Sur les conclusions aux fins d’injonction et d’astreinte
9. Aux termes de l’article L. 511-1 du code de justice administrative : « Le juge des référés statue par des mesures qui présentent un caractère provisoire. Il n’est pas saisi du principal et se prononce dans les meilleurs délais ». Si, dans le cas où les conditions posées par l’article L. 521 1 du code de justice administrative sont remplies, le juge des référés peut suspendre l’exécution d’une décision administrative de rejet, et assortir cette suspension d’une injonction ou de l’indication des obligations qui en découleront pour l’administration, les mesures qu’il prescrit ainsi doivent présenter un caractère provisoire. Il suit de là que le juge des référés ne peut, sans excéder sa compétence, ni prononcer l’annulation d’une décision administrative, ni ordonner une mesure qui aurait des effets en tous points identiques à ceux qui résulteraient de l’exécution par l’autorité administrative d’un jugement annulant une telle décision.
10. En premier lieu, il ne peut être enjoint à l’autorité administrative de délivrer à
M. B… une carte de résident, mesure ne présentant pas un caractère provisoire.
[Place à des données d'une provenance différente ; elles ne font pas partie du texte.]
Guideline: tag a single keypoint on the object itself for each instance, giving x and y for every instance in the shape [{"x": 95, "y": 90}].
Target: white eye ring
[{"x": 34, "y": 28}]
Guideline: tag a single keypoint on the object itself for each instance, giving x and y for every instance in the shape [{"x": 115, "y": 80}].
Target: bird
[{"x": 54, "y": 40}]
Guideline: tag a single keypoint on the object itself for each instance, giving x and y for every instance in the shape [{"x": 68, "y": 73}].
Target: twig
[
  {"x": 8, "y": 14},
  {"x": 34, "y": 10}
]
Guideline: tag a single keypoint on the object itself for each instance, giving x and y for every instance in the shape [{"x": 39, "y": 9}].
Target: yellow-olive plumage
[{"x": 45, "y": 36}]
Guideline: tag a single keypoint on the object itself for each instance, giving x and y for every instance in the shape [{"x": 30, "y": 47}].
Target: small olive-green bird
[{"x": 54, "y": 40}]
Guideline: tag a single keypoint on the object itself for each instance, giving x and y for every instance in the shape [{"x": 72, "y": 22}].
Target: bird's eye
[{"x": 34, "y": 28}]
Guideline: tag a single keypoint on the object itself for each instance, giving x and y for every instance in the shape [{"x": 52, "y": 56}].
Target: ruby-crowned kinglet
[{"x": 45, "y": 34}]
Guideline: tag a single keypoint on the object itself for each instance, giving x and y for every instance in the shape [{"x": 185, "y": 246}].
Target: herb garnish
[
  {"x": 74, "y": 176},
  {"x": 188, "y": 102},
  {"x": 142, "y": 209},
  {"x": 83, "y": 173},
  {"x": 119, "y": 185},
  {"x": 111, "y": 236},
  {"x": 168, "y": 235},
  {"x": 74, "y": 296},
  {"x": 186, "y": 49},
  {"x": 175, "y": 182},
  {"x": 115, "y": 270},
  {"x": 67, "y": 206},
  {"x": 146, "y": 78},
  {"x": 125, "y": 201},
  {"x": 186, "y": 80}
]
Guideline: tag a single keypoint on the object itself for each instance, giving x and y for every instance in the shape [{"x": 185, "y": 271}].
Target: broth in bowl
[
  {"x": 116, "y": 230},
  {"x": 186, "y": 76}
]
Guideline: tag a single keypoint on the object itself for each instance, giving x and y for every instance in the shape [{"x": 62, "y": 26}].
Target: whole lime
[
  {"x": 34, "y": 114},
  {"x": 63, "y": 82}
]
Par suite, et eu égard à ce qui est énoncé au point précédent quant à l’office du juge des référés, ces conclusions doivent être rejetées.
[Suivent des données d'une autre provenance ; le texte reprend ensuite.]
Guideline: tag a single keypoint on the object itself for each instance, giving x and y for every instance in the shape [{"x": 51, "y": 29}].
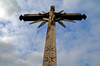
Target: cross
[{"x": 50, "y": 57}]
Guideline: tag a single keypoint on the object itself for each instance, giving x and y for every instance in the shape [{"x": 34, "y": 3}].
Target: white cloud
[{"x": 8, "y": 7}]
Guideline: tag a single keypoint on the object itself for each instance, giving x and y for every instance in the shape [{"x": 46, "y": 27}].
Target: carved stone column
[{"x": 49, "y": 58}]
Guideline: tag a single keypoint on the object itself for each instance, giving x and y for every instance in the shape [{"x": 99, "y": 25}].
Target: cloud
[{"x": 8, "y": 7}]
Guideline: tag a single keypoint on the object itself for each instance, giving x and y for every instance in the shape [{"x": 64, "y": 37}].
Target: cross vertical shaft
[
  {"x": 50, "y": 47},
  {"x": 49, "y": 58}
]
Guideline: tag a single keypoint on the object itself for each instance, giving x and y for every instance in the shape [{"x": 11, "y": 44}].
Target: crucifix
[{"x": 50, "y": 57}]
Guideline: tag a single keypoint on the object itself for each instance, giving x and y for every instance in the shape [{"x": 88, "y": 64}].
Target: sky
[{"x": 22, "y": 44}]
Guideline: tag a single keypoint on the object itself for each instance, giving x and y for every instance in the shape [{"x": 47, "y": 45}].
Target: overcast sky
[{"x": 22, "y": 44}]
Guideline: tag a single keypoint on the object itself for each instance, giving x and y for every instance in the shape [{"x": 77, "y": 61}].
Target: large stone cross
[{"x": 50, "y": 57}]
11. En application des dispositions précitées de l’article L. 511-1 du code de justice administrative, il y a lieu d’enjoindre au préfet des Hauts-de-Seine de réexaminer la situation de M. B… dans un délai d’un mois à compter de la notification de la présente ordonnance et de lui délivrer, dans un délai de quinze jours à compter de cette notification, une autorisation provisoire de séjour l’autorisant à travailler valable jusqu’à ce qu’il soit statué sur la requête au fond ou jusqu’à l’adoption d’une nouvelle décision sur son droit au séjour, sous astreinte de 100 euros par jour de retard.
Sur les frais liés à l’instance :
12. Il y a lieu, dans les circonstances de l’espèce, de mettre à la charge de l’État une somme de 1 000 euros au bénéfice de Me Pommelet en application de l’article L. 761-1 du code de justice administrative et de l’article 37 de la loi du 10 juillet 1991 relative à l’aide juridique, ou au bénéfice de M. B… dans le cas où ce dernier ne serait pas admis définitivement au bénéfice de l’aide juridictionnelle.
O R D O N N E :
Article 1er : M. B… est admis à titre provisoire au bénéfice de l’aide juridictionnelle.
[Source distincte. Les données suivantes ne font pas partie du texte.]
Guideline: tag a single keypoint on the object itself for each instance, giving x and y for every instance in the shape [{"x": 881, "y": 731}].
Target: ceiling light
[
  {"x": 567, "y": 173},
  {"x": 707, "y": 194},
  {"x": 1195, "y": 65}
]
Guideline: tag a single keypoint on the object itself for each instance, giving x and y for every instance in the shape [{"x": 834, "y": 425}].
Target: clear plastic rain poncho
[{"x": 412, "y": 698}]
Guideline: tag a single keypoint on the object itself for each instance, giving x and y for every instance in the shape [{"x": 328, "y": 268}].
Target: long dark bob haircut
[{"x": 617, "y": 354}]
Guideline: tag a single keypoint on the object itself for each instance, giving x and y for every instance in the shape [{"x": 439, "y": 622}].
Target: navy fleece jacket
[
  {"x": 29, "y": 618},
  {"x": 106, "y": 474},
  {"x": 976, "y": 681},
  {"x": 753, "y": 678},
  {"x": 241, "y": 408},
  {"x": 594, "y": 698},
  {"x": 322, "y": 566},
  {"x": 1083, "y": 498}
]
Article 2 : L’exécution de la décision implicite par laquelle le préfet des Hauts-de-Seine a refusé de délivrer une carte de résident à M. B… est suspendue.
Article 3 : Il est enjoint au préfet des Hauts-de-Seine de réexaminer la situation de M. B… dans un délai d’un mois à compter de la notification de la présente ordonnance et de lui délivrer, dans un délai de quinze jours à compter de cette notification, une autorisation provisoire de séjour l’autorisant à travailler valable jusqu’à ce qu’il soit statué sur la requête au fond ou jusqu’à l’adoption d’une nouvelle décision sur son droit au séjour sous astreinte de 100 euros par jour de retard.
Article 4 : L’État versera la somme de 1 000 euros à Me Pommelet en application des articles L. 761-1 du code de justice administrative et 37 de la loi du 10 juillet 1991 relative à l’aide juridique, ou au bénéfice de M. B… en application de l’article L. 761-1 du code de justice administrative dans le cas où celui-ci ne serait pas admis définitivement au bénéfice de l’aide juridictionnelle.
Article 5 : Le surplus des conclusions de la requête est rejeté.
Article 6 : La présente ordonnance sera notifiée à M. A… B… et au ministre de l’intérieur.
Copie en sera adressée au préfet des Hauts-de-Seine.
Fait à Cergy, le 4 février 2026.
Le juge des référés,
Signé
J. Belhadj
La République mande et ordonne au ministre de l’intérieur en ce qui le concerne ou à tous commissaires de justice à ce requis en ce qui concerne les voies de droit commun contre les parties privées, de pourvoir à l’exécution de la présente décision.